Governor Tom Wolf, however, is planning to relax restrictions statewide starting on April 4th. Under those new guidelines, indoor dining can operate at 75 percent capacity, outdoor events can proceed at 50 percent capacity, and indoor events at 25 percent capacity. In Philadelphia, Farley isn’t following suit. “I’m concerned the rest of the state is opening up too much,” he says. For now, Philly’s restrictions will remain what they are, with 15 percent capacity for indoor events, 20 percent capacity for outdoor events, and up to 50 percent capacity for indoor dining. The city plans to revisit those guidelines on April 30th.

More than any governmental restrictions, though, Fisher thinks private gatherings might be driving the last gasps of the pandemic. Despite all the positive signs, the fact of the matter is that only about 20 percent of Philly’s adult population is fully vaccinated.

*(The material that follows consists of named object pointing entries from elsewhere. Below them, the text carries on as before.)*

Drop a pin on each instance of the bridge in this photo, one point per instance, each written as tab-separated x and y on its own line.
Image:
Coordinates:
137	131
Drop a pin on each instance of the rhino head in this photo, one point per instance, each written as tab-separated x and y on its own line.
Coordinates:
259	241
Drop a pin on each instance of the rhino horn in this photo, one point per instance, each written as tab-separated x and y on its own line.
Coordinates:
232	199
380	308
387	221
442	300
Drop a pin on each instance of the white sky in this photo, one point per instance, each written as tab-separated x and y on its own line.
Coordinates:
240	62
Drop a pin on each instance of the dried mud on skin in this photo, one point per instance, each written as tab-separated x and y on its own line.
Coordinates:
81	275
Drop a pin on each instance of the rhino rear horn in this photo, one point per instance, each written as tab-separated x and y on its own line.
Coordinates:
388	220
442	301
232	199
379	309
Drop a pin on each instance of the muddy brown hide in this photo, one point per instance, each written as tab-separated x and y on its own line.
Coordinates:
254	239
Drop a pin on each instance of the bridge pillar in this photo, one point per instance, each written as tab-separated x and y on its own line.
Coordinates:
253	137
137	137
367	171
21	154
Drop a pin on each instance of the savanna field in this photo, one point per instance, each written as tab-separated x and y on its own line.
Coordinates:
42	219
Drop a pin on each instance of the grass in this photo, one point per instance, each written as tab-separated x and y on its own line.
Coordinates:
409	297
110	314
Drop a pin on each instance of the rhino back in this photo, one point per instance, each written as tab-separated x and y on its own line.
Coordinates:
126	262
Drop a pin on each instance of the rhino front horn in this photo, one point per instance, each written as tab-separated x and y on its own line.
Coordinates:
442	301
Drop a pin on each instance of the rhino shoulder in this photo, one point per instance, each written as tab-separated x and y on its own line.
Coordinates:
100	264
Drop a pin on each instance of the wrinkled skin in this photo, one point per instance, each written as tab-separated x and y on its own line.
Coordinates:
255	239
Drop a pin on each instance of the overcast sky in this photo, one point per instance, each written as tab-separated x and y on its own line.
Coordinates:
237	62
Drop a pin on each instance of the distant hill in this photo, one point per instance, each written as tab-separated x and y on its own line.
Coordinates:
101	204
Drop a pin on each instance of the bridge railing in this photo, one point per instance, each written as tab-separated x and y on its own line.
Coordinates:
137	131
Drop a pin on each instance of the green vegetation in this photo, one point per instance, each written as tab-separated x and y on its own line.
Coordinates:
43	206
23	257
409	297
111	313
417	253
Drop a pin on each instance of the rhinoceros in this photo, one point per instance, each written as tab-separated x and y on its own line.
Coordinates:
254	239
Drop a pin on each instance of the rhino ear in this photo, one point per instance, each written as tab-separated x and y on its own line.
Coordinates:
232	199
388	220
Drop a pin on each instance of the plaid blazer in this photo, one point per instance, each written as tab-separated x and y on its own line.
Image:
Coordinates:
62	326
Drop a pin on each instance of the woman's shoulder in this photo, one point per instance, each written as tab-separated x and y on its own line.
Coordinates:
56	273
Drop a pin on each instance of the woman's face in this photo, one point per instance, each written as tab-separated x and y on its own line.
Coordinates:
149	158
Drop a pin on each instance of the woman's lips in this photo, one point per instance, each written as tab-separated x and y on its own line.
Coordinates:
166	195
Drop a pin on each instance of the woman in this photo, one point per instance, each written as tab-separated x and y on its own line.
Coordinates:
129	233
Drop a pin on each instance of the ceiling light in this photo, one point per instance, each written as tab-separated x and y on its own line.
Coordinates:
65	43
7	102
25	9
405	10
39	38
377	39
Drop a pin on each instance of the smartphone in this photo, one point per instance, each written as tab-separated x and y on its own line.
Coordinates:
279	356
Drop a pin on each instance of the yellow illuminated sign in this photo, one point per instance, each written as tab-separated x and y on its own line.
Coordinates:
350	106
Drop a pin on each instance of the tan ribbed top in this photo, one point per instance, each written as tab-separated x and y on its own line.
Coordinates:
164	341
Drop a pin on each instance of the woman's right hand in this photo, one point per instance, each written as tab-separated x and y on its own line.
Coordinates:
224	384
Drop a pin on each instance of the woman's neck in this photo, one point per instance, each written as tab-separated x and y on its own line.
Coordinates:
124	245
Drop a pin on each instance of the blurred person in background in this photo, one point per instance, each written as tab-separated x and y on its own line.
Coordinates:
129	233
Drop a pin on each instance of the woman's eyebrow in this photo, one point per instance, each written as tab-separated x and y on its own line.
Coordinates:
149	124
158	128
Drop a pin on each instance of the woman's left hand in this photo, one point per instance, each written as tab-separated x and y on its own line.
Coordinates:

“I’m more worried about people gathering in their homes,” Fisher says. “A lot of people, I think, are likely saying, ‘Let’s get together on back porch and stay six feet apart.’ That happens early in that gathering, and then nighttime comes, it starts to cool off and it’s little bit too easy to walk inside and gather closer there. We don’t have a metric for that, but I would hypothesize that’s probably been happening in recent weeks.”

This story has been updated to include the latest data from the Philadelphia Health Department.